The second letter, scrawled on a torn bit of paper:
Cama, Hadand Arvandais is on the march down the Pass not to a game, but to initiate her invasion of Olavayir by attacking one of the Olavayir boys, who is apparently coming up from the south side. Hal just came to me with a letter sent by runner from his sister. She claims that this is going to be the first strike for independence, and she says join her or exile. And she signed it Gunvaer-Hadand Arvandais of Lorgi Idego.
We’re riding out to catch up as soon as I send this, Hal determined to talk her out of it, or die in the attempt.
Vanda
Camerend shut his eyes, trying to grasp how utterly they had failed to predict this, much less act to circumvent it. And he probably should have seen it. He remembered the first
time he met Hadand—it was his very first ride north as a royal runner.

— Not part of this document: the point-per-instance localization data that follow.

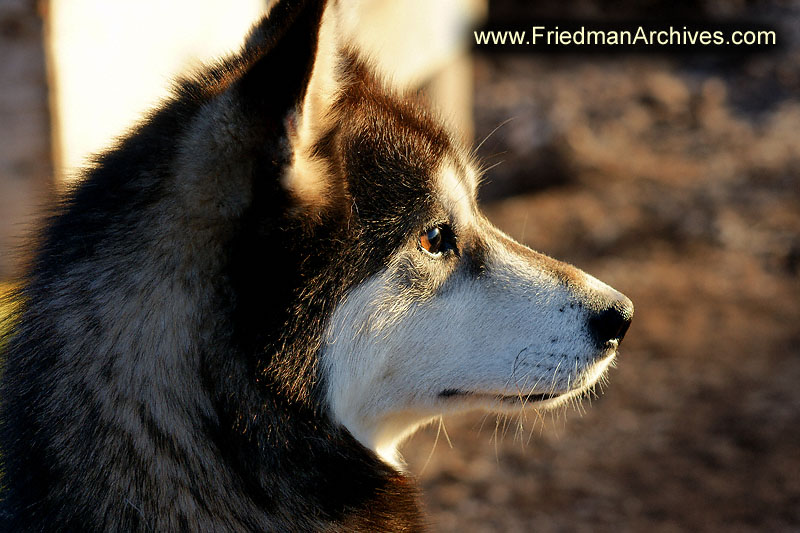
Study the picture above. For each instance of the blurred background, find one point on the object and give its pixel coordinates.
(674, 178)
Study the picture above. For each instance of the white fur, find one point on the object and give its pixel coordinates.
(388, 354)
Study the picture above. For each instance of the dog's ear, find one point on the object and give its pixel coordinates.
(278, 57)
(292, 84)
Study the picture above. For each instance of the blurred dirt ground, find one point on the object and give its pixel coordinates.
(677, 182)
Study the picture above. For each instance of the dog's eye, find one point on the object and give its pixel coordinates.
(437, 240)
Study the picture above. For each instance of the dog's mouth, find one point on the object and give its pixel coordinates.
(542, 399)
(513, 398)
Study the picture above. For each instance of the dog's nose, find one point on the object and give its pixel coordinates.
(612, 322)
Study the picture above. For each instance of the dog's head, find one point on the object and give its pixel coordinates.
(411, 302)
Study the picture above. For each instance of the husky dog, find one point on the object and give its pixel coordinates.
(254, 297)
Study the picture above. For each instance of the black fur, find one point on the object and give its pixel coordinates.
(115, 418)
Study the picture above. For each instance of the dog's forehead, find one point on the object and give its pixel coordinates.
(456, 185)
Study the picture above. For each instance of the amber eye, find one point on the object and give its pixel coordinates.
(431, 241)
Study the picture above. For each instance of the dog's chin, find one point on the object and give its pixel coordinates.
(504, 400)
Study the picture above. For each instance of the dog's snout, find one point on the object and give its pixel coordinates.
(612, 322)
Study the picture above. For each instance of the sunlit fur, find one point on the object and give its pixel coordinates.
(230, 323)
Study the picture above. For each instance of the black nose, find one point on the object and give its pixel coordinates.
(612, 322)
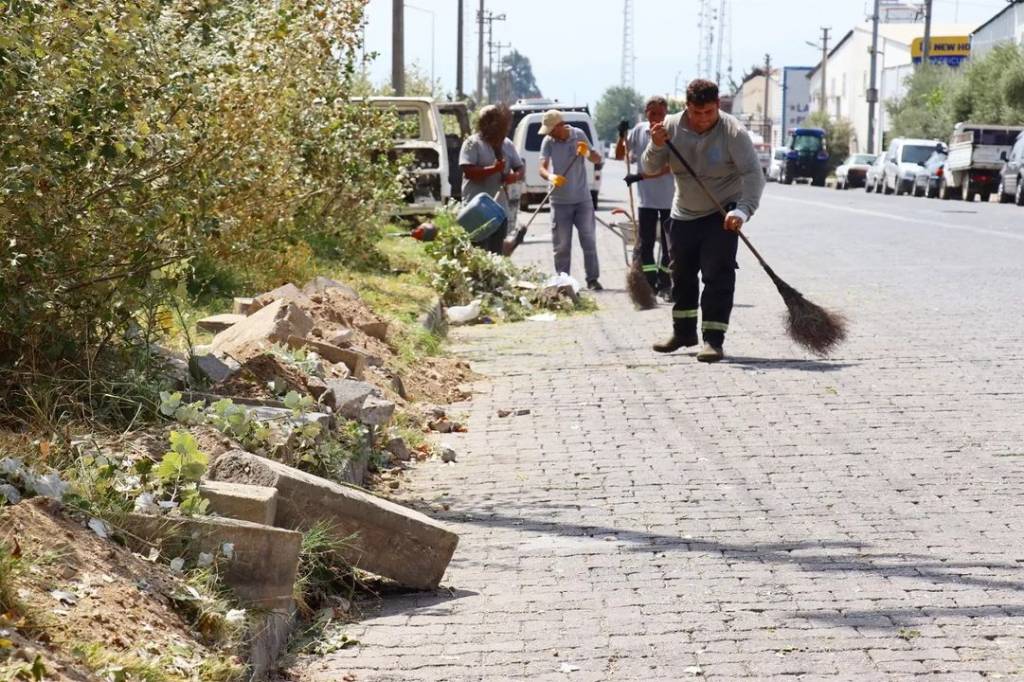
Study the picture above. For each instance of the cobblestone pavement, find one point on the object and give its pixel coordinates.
(773, 516)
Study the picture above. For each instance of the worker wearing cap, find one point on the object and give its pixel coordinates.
(563, 153)
(702, 243)
(654, 194)
(489, 163)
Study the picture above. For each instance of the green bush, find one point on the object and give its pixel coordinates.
(140, 138)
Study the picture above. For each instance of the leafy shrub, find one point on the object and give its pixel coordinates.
(140, 138)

He’d arrived to witness her riding and shooting at targets, attaining shots that would have been respectable for an adult. Then she’d leaped off her horse and sparred with a gangling boy a hand taller than she—and put him down hard.
He’d complimented her on her win when they were introduced in the mess hall, as the jarl looked benignly on. She’d said, “I’m going to be a fighting queen, like the Hadand I was named for.”
He remembered saying, “She certainly defended the throne from the Traitor Yvanavayir, but she never led an army to war.”
Hadand had curled her upper lip, clearly despising him as the pedant he realized now he’d sounded like, and that was the last conversation they’d ever had. Though he’d often seen her at a distance on subsequent rides, a comet leading a long trail of followers, whatever she did.
He also remembered that Vanda had reported two or three years ago overhearing someone saying the Arvandaises were putting feelers out to one of the other dolphin-clan sons, but there had been no proof—and the rumor had died.
As he laid the letter down, he wondered if that had been a clue that everyone had not seen for what it was; he’d assumed Hadand herself was behind the rumor, querying about pretty Lanrid Olavayir, as no one was ever going to call Evred pretty, or even pleasant-looking.
Even with the aid of instant transfer of letters—and if they were desperate enough, magic transfer of themselves—there was no guarantee they could know everything going on across the kingdom. Vanda, sent to Arvandais to listen and to influence toward peace with his considerable wit and charm, had been completely blindsided as well.